BBC Vision has been launched as the largest integrated multimedia broadcast and production group of its kind in the world, with an eye on a multi-platform future beyond television.
“Don’t get hung up with the old world versus new world,” said Jana Bennett, the director of the new group. “We are all in new media now.” The group will be responsible for producing all visual content outside news and sport on all platforms.
New media is old news. Multi-media is the new mantra. Don’t think divisions; think groups. Don’t think programmes; think creating content for multiple platforms.
Peter Salmon returns to the corporation as chief creative officer of BBC Vision Studios, after leaving the corporation briefly for a job in the independent sector.
The latest game of musical deckchairs follows a radical restructure announced by the BBC director general Mark Thompson earlier in the year.
BBC Vision is the new name for Television and it brings together a number of former production divisions, now to be organised into 17 production studios, within a single multi-platform department of some 5,000 staff.
BBC Audio and Music is the new name for Radio, while Journalism is the new name for News, and Future Media and Technology is the new name for New Media and Technology.
The remit of the Vision studios will be to make propositions work on many different platforms such as the web, mobile phones and interactive technologies, as well as the traditional platforms such as television and radio.
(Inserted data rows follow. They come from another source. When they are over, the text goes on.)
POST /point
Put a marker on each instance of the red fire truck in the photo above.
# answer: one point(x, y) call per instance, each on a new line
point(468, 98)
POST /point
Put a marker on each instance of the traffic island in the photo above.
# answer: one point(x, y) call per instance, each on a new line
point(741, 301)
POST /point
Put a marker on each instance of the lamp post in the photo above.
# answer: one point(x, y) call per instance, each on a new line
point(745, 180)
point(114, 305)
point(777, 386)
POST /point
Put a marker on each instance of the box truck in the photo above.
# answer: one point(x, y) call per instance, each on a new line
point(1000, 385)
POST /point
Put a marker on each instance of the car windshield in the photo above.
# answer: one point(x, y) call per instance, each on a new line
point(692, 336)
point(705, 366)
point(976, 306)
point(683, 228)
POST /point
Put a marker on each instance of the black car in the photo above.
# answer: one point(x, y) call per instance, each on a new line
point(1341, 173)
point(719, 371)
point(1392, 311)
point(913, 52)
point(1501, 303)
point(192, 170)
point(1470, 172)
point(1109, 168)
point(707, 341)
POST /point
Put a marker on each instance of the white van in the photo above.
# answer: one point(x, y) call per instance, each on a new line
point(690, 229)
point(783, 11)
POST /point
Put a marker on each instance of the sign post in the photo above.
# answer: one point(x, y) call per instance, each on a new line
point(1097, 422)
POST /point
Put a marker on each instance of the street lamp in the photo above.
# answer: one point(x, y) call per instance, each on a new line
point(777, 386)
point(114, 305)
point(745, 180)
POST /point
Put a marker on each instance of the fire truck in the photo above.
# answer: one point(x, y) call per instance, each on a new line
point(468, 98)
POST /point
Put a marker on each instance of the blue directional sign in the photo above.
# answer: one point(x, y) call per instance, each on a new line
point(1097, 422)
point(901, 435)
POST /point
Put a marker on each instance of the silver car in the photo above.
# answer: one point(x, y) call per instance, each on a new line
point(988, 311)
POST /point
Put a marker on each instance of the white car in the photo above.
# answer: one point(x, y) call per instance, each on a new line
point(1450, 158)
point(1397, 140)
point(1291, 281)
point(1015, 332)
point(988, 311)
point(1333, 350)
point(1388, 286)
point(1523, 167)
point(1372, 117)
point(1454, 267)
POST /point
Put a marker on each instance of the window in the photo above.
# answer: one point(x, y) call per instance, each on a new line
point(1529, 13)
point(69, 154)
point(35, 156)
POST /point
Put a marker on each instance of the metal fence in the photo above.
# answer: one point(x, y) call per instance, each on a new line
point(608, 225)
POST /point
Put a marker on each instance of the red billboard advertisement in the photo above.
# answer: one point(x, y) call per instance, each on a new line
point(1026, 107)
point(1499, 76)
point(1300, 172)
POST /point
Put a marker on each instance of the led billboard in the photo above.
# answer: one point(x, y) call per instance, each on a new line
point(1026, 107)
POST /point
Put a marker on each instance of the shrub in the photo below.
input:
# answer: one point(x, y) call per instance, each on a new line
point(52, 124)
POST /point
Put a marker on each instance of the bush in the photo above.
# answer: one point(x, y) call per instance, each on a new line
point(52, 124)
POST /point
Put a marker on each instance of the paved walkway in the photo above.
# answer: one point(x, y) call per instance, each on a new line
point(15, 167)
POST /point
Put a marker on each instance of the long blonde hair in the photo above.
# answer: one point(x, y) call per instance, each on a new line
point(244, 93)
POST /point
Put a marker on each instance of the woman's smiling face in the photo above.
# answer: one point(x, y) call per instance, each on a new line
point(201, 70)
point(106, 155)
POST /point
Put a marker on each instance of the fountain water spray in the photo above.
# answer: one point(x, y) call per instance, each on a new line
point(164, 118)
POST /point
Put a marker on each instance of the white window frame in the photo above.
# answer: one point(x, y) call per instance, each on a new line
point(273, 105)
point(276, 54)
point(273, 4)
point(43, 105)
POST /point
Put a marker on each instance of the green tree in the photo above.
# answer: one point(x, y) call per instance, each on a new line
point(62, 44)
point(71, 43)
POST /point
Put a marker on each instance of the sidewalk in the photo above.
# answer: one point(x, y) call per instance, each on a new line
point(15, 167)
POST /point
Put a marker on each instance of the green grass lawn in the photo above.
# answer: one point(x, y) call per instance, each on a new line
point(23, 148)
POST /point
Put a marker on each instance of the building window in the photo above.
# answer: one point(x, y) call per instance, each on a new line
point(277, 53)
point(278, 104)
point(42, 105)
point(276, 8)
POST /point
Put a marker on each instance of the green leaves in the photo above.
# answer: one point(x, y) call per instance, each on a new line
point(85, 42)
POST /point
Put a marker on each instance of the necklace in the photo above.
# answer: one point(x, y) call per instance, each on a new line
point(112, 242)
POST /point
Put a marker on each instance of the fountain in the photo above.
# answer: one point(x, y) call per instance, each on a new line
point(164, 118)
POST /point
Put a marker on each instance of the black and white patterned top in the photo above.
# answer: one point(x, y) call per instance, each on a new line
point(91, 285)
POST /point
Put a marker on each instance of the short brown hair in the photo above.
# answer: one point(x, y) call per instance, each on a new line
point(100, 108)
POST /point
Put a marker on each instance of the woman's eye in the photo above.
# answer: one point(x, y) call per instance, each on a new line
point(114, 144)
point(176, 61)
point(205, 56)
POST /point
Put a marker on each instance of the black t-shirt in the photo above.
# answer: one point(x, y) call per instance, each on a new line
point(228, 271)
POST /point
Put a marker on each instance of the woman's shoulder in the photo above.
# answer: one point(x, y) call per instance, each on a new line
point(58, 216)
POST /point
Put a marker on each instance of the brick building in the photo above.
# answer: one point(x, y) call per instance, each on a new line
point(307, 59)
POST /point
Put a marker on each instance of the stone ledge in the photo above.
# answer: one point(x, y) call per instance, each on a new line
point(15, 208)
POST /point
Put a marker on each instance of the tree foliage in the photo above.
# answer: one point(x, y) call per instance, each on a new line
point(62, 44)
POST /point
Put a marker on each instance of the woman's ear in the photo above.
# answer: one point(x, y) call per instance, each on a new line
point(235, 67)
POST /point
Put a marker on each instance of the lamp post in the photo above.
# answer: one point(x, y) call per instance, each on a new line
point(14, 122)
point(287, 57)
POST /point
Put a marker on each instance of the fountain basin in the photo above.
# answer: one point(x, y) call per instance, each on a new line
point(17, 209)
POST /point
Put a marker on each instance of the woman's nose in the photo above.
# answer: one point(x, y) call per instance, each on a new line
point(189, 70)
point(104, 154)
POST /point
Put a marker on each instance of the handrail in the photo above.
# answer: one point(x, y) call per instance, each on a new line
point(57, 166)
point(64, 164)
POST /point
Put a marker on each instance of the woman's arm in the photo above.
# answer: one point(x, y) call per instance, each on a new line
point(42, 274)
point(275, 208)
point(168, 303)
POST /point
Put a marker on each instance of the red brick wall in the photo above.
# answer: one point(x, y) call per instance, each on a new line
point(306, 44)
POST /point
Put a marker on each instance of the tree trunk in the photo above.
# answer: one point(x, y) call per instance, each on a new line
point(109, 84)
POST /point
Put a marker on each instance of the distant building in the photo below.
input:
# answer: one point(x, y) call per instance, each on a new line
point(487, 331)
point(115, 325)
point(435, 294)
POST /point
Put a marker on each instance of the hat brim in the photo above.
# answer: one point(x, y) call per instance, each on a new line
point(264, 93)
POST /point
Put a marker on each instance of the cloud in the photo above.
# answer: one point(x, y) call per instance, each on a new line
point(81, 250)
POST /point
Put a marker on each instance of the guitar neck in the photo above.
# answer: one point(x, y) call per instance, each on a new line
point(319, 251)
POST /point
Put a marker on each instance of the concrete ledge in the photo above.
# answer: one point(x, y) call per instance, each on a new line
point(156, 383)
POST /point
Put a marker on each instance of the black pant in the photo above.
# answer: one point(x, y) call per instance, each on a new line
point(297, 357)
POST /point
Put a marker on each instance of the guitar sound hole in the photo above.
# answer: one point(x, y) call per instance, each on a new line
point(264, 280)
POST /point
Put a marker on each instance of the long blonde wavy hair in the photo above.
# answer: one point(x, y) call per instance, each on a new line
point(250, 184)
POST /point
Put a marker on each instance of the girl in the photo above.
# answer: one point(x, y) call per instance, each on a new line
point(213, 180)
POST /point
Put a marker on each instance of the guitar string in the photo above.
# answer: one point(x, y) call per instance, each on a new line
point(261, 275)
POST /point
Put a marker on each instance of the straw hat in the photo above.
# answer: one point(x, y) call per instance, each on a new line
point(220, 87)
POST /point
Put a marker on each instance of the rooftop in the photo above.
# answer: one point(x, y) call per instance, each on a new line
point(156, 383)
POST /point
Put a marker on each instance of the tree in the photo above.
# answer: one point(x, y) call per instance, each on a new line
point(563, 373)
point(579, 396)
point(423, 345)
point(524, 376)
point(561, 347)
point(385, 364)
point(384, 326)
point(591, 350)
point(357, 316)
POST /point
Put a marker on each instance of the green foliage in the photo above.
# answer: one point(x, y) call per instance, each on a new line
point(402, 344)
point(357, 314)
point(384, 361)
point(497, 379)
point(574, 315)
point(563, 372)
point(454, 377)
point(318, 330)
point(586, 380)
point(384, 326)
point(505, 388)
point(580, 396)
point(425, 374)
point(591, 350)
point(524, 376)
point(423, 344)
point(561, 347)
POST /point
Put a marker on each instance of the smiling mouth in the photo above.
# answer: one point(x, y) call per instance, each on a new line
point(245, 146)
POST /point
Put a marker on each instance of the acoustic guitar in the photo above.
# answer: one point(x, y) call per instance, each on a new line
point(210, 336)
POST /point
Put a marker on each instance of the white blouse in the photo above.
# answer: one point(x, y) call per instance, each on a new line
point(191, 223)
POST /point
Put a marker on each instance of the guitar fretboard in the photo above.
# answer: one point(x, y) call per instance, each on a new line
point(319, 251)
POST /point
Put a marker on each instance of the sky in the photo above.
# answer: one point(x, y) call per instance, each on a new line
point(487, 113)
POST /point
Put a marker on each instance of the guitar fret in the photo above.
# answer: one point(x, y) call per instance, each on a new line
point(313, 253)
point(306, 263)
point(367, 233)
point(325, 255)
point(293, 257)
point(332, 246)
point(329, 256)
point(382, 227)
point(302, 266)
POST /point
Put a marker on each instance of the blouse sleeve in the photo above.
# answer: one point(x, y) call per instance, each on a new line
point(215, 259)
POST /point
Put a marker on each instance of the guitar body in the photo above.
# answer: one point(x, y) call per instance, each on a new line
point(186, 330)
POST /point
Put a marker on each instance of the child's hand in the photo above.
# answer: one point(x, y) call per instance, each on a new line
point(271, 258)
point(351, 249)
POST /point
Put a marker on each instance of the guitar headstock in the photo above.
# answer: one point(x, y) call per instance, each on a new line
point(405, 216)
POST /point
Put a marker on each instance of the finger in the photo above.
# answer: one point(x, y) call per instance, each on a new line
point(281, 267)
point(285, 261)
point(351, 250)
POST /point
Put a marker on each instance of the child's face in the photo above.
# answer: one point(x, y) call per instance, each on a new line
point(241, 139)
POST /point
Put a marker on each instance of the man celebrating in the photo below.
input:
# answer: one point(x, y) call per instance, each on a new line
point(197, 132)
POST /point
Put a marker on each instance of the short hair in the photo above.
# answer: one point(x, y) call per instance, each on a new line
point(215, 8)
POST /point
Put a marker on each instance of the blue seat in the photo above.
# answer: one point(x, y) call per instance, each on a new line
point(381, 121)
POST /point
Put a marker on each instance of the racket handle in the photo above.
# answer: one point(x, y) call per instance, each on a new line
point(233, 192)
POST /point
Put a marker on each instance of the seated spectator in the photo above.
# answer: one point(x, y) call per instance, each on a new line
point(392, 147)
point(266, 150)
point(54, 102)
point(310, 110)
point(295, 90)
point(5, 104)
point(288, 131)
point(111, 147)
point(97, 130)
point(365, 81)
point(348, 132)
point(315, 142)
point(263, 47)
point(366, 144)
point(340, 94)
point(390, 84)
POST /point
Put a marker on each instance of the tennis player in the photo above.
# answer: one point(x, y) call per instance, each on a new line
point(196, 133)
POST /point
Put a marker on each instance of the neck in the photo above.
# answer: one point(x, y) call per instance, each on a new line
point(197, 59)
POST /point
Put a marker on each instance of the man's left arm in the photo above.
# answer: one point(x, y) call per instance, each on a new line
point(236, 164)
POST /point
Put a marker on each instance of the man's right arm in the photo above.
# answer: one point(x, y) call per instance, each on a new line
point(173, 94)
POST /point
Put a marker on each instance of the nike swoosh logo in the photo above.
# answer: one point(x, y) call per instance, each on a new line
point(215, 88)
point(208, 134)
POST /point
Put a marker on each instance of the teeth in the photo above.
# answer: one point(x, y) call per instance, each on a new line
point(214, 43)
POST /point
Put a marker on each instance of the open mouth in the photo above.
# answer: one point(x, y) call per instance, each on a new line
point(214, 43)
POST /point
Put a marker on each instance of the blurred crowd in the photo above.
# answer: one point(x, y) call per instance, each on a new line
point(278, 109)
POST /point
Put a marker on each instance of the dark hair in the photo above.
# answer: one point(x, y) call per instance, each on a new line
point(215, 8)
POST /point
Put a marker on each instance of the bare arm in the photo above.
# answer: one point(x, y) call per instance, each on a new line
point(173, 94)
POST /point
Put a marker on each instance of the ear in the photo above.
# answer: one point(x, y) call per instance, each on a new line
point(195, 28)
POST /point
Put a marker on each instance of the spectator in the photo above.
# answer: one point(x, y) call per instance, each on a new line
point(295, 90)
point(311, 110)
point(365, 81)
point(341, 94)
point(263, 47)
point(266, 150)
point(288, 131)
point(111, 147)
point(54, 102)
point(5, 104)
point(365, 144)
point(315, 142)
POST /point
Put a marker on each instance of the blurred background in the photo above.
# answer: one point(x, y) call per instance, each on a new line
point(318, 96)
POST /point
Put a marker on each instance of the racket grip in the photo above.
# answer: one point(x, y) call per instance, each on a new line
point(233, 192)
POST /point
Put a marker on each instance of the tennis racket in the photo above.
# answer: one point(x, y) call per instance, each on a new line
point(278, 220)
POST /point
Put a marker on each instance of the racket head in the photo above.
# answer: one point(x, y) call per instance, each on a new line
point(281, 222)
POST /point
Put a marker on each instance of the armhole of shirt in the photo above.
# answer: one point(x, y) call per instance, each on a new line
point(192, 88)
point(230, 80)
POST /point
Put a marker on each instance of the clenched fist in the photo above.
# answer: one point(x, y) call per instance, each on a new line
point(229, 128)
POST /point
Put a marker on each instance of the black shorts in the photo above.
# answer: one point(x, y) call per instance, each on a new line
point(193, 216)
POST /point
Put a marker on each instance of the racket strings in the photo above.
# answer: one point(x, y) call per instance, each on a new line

Commissioning will be separate from production, with 25% of programming coming from independent production companies and a further 25% open to competition between independents and in-house producers.
Within BBC Vision there will be a number of new multi-media executives. Simon Nelson moves from radio and music to become multi-platform controller, overseeing the strategy for multi-platform services and content. The new roles of head of multi-media studio, four multi-platform commissioning executives and three multi-platform channel editors are being externally advertised.
The Future Media and Technology group aims to pull together technology initiatives into a single department with around 1,300 staff and an annual budget of £500 million. The group will be responsible for the prioritisation, information architecture, design and navigation, and the build and support of applications and services.
Ashley Highfield, director of the technology group, called it a “seismic moment,” with plans to increase spending on key projects to allow users to download programmes and archive material and build a new online platform based on web 2.0 principles.